Tráfico consideró que circular a esa velocidad por la carretera (cuando existe una prohibición de ir a más de 120 por hora) se había producido una infracción del Reglamento General de Circulación y, por tanto le impuso una multa de 300 euros y decidió retirarle dos puntos del permiso de circulación.

Sin embargo el conductor, que decidió recurrir la multa, alegó que Tráfico no había tenido en cuenta el margen de error del cinemómetro (el dispositivo que mide la velocidad) a la hora de tipficiar y sancionar la conducta. Y el juez de lo contencioso número diez de Sevilla, en una sentencia a la que ha tenido acceso ABC, ha decidido darle la razón porque no se tuvo en cuenta el margen de error que tienen estos dispositivos.

Así el juez asegura que no es «nada fiable» el cálculo del exceso de velocidad que detectó el cinemómetro puesto que se trasladó a la multa la citada velocidad de 151 kilómetros por hora «sin la más mínima corrección». De hecho, la sanción que le impusieron de 300 euros se basa en que el reglamento estipula para los vehículos que circulen entre 151 y 170 kilómetros por horas debe imponerse una sanción de 300 euros y pérdida de dos puntos y para los que lo hacen entre 121 y 150 de 100 euros sin pérdida de puntos.
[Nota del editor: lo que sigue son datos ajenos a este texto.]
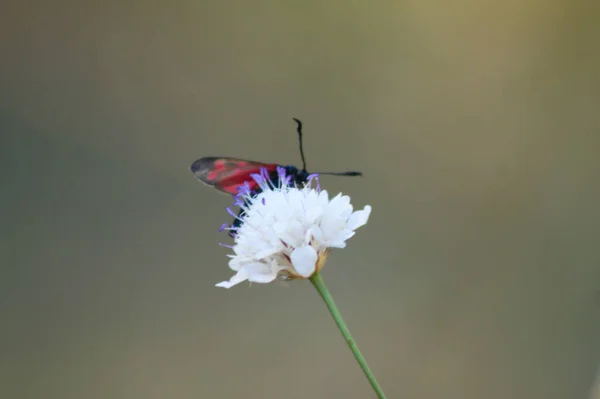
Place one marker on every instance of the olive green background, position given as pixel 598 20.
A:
pixel 476 125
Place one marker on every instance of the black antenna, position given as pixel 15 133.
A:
pixel 349 173
pixel 299 130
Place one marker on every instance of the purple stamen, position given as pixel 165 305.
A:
pixel 238 201
pixel 244 190
pixel 281 174
pixel 312 177
pixel 232 213
pixel 257 178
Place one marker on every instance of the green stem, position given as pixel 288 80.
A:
pixel 335 313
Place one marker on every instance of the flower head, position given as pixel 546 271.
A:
pixel 287 231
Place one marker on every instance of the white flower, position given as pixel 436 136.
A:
pixel 287 232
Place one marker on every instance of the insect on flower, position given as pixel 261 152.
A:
pixel 228 175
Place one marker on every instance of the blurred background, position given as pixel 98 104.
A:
pixel 475 124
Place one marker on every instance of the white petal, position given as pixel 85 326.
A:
pixel 359 218
pixel 261 272
pixel 236 279
pixel 304 260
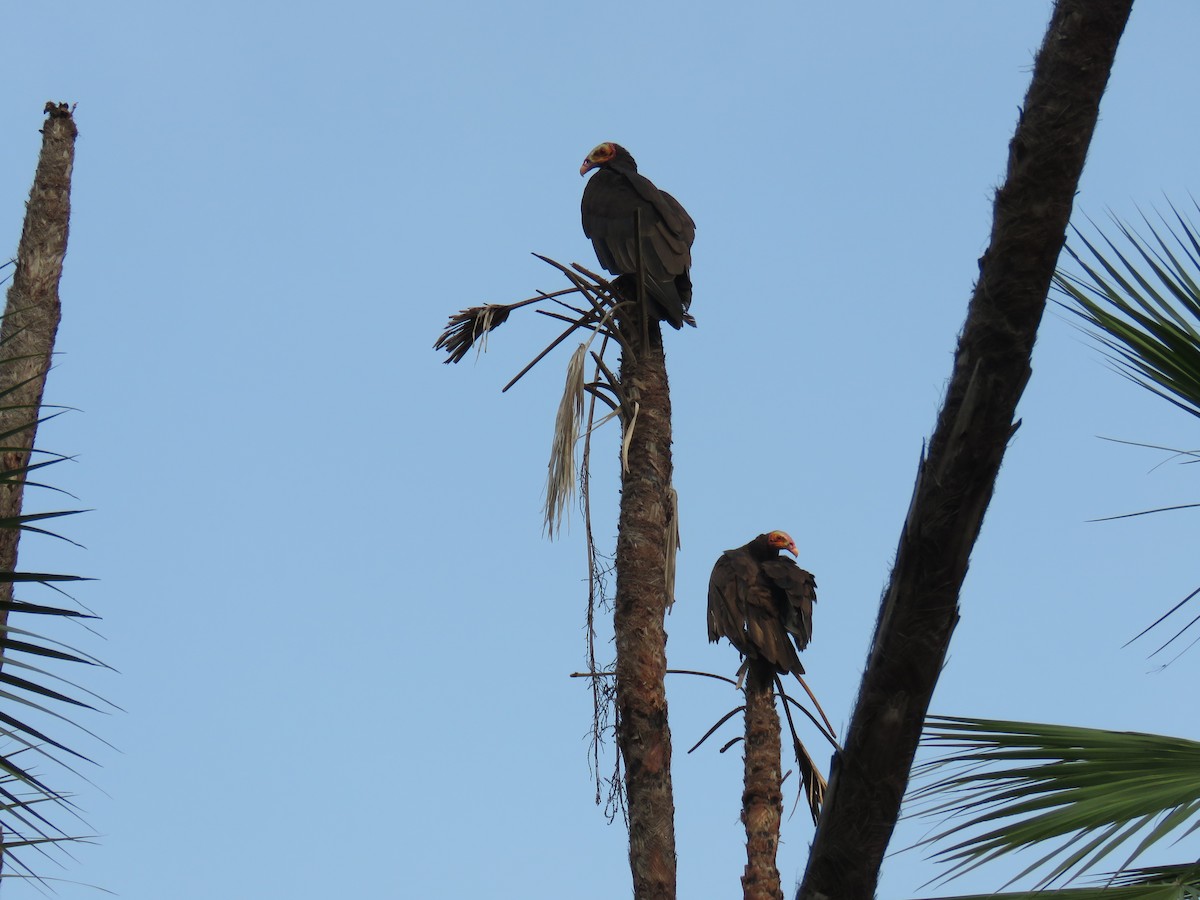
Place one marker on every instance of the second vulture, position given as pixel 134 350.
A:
pixel 613 201
pixel 762 601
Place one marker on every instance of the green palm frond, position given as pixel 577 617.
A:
pixel 1144 304
pixel 1140 298
pixel 1083 792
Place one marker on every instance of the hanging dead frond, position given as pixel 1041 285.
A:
pixel 813 784
pixel 561 478
pixel 469 325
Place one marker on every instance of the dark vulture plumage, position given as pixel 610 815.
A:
pixel 762 601
pixel 611 202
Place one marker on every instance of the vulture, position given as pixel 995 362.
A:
pixel 762 601
pixel 612 199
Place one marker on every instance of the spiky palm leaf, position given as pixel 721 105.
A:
pixel 1144 305
pixel 1083 792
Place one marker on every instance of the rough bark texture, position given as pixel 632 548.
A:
pixel 954 484
pixel 31 321
pixel 641 604
pixel 762 798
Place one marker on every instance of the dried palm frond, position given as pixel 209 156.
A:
pixel 468 325
pixel 561 477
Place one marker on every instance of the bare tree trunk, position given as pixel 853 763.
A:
pixel 641 604
pixel 30 323
pixel 762 798
pixel 954 485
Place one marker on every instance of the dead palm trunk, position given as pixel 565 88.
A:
pixel 762 797
pixel 642 598
pixel 954 484
pixel 30 323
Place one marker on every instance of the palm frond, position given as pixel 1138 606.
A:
pixel 1140 298
pixel 1143 304
pixel 1084 792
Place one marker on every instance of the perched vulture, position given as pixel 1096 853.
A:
pixel 612 199
pixel 762 601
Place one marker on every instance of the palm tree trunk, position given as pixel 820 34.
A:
pixel 955 483
pixel 641 604
pixel 762 798
pixel 29 327
pixel 30 324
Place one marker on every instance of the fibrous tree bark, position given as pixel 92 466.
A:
pixel 762 796
pixel 29 327
pixel 31 322
pixel 643 544
pixel 955 481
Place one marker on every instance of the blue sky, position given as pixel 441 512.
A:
pixel 343 642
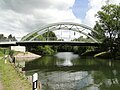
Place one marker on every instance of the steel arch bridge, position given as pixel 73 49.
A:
pixel 80 28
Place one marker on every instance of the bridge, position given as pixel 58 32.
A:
pixel 34 38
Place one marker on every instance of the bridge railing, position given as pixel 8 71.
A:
pixel 64 39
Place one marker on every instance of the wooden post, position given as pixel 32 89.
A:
pixel 35 80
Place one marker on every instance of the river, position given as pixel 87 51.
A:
pixel 67 71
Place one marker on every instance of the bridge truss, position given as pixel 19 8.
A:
pixel 82 29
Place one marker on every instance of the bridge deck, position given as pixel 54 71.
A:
pixel 37 43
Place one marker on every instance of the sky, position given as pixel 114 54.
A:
pixel 19 17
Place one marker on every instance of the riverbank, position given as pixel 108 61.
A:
pixel 11 79
pixel 27 56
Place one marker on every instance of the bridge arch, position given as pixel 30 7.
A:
pixel 80 28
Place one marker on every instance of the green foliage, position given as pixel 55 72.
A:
pixel 109 21
pixel 108 27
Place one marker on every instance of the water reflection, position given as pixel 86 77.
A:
pixel 67 71
pixel 67 57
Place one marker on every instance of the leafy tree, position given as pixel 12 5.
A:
pixel 108 25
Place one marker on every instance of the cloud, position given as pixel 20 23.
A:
pixel 94 7
pixel 19 17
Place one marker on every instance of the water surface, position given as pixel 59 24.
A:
pixel 67 71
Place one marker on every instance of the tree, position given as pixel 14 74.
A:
pixel 108 24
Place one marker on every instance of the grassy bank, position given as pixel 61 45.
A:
pixel 11 79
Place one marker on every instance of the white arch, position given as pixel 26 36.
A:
pixel 61 26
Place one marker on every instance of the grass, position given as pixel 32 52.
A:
pixel 11 79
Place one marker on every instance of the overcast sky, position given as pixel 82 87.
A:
pixel 19 17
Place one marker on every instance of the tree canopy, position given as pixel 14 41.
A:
pixel 108 24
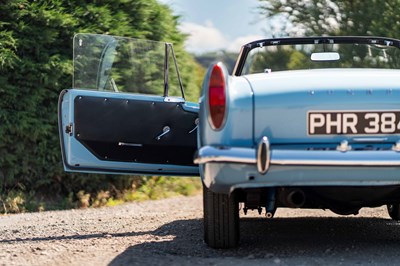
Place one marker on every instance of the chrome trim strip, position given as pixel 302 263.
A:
pixel 335 158
pixel 369 139
pixel 263 155
pixel 130 144
pixel 210 154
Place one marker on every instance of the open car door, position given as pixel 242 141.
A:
pixel 126 112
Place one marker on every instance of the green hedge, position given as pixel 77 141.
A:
pixel 36 64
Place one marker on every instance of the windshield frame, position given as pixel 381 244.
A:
pixel 245 50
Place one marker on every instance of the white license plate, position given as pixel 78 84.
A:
pixel 353 122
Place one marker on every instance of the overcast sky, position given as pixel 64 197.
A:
pixel 218 24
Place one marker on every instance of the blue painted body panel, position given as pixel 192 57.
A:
pixel 281 102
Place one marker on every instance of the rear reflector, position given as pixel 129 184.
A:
pixel 217 97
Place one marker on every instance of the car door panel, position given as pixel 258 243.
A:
pixel 120 132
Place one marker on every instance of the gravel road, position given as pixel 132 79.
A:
pixel 169 232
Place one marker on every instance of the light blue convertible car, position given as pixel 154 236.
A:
pixel 300 123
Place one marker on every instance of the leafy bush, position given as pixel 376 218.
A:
pixel 35 65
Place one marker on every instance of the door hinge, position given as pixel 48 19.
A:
pixel 68 129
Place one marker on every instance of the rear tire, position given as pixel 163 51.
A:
pixel 394 211
pixel 221 219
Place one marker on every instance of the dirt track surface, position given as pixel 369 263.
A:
pixel 169 232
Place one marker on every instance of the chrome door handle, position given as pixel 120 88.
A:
pixel 166 130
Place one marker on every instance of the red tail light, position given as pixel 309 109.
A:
pixel 217 97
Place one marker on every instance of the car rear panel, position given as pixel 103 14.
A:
pixel 284 102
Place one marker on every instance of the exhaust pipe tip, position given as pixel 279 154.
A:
pixel 269 215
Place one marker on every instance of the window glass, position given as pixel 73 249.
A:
pixel 110 63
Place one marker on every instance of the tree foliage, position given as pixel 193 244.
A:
pixel 36 64
pixel 331 17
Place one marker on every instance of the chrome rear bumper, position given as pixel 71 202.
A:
pixel 212 154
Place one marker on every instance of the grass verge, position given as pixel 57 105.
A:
pixel 141 188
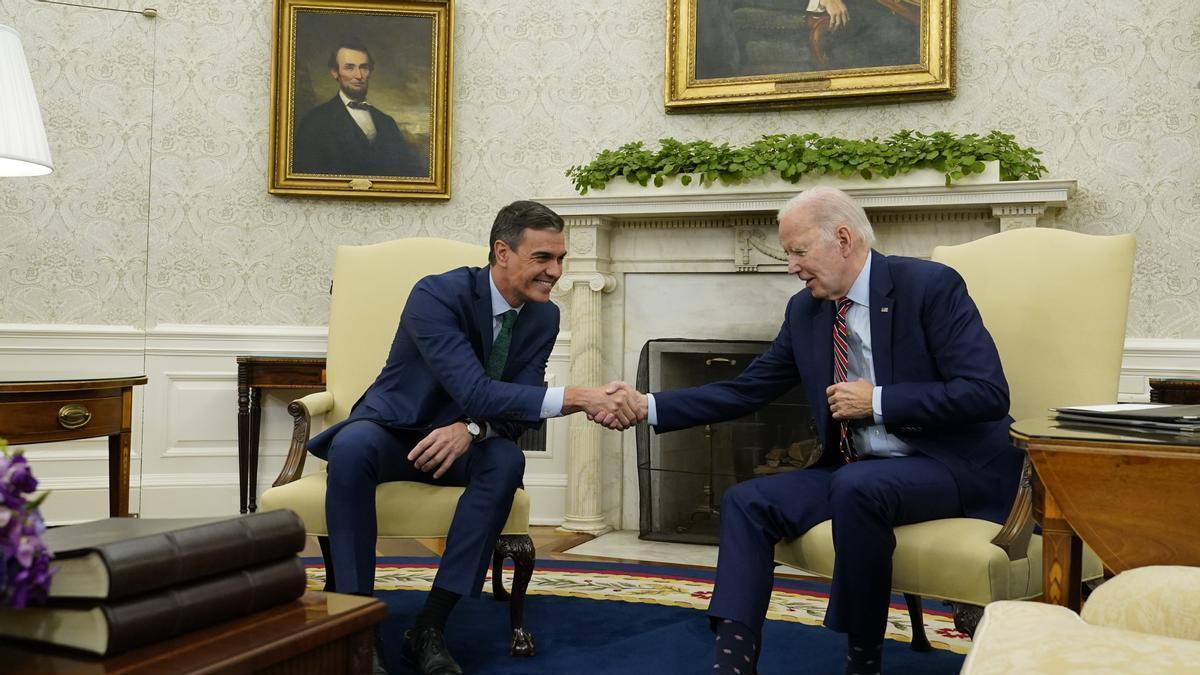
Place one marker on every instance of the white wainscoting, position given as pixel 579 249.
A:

Por ello, el magistrado recuerda que el margen de error en el aparato que mide la velocidad es de +-4. Y, por tanto, asegura que, si la velocidad marcada por el cinemómetro era de 151, en realidad podría estar entre 157 y 144 kilómetros por hora, con lo cual debe aplicarse el principio «pro reo» y tomarse la velocidad más favorable. Es decir, 144. Así el juez reduce la multa a 100 euros y decide que no ha lugar a la retirada de puntos. Y también condena a la administración a pagar las costas ya que considera que, de lo contrario, si el demandante tuviera que pagar a su abogado, solo obtendría «una victoria pírrica y sin contenido real».